Wenn du auf die Landkarte unserer Route schaust, siehst du, dass der St.Lawrence Strom immer weiter wird und sich schlussendlich in einen Golf ergiesst, der so breit ist, dass die gegenüberliegenden Ufer ausser Sichtweite liegen. Südlich siehst du die Landzunge Gaspésie und noch mehr Richtung Süden liegt Nova Scotia.
Dieses Gebiet haben wir in den letzten Wochen kennengelernt.
Ich möchte dir das unvergessliche Erlebnis schildern, das wir hatten, als wir Tadoussac adieu gesagt haben. Es ist morgens um 5 Uhr, es dämmert. Der Himmel zeigt alle Schattierungen von dunkelblau über hellblau und wechselt gegen den Horizont hin in ein hellrosa-orange-gelb. Das Meer ist glatt und seine Oberfläche übernimmt die Farben des Himmels. Über dem Wasserspiegel hängt in weiter Ferne ein Hauch Nebel. Samuri schneidet ihre Spur ins ruhige Wasser. Und dann begrüssen uns Wale, Delphine und Robben. Da und dort tauchen sie auf, stossen ihre Luft aus und gleiten in ihrer Eleganz zurück ins Wasser. Sie hinterlassen dabei kleine Wellen, die sich weiten und irgendwann wieder in die Ruhe des Meeres übergehen. Wir werden nicht satt mit Schauen und Staunen - ein wunderbares Schauspiel.

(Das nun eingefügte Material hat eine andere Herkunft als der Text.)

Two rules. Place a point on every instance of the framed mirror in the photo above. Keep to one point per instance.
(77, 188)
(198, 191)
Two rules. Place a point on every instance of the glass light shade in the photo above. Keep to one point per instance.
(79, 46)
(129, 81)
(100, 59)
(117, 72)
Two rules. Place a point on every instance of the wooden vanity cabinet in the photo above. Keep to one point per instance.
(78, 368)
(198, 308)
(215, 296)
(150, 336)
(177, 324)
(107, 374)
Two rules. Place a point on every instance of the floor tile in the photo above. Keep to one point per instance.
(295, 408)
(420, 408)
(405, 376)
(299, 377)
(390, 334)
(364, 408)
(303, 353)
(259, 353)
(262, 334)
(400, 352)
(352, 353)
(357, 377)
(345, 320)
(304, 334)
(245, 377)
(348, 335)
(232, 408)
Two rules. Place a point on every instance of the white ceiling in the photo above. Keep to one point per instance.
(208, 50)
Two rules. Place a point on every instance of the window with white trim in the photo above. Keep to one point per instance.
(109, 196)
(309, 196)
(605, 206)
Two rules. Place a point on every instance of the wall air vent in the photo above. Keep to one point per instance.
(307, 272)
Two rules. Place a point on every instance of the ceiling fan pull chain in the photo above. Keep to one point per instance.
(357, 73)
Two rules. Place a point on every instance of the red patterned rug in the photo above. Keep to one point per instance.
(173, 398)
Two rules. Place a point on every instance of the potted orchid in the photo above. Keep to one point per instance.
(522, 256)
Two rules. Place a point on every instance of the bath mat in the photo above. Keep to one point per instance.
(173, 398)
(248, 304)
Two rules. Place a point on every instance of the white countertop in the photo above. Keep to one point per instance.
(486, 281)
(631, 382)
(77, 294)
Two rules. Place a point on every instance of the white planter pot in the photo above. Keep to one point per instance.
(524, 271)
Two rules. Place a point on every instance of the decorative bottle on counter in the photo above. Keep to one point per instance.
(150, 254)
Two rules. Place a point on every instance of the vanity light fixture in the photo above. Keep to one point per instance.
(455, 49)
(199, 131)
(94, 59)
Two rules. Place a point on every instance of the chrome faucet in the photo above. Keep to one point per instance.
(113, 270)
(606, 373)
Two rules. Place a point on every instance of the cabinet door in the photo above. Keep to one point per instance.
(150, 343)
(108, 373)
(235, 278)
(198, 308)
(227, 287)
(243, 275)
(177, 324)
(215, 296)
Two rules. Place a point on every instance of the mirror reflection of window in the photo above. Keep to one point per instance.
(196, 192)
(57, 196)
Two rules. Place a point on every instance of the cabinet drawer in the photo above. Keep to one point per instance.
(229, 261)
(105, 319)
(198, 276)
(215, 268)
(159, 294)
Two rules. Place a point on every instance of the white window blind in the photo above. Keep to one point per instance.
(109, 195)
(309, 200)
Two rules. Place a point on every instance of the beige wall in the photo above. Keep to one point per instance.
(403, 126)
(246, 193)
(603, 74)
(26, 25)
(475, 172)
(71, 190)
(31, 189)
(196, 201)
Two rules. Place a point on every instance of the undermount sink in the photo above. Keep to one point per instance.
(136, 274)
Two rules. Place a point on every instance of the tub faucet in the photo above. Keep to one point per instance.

Rund um Gaspésie tauchen wir in die Maritimen Provinzen Kanadas ein. Wir treffen eine kaum zerstörte Idylle an: unverbaute Küsten, kleine intakte Orte, klares Wasser und an jeder Landzunge gibt es einen urtümlichen, manchmal noch bewohnten Leuchtturm. Diese Strecke nennt sich auch die Leuchtfeuer-Route.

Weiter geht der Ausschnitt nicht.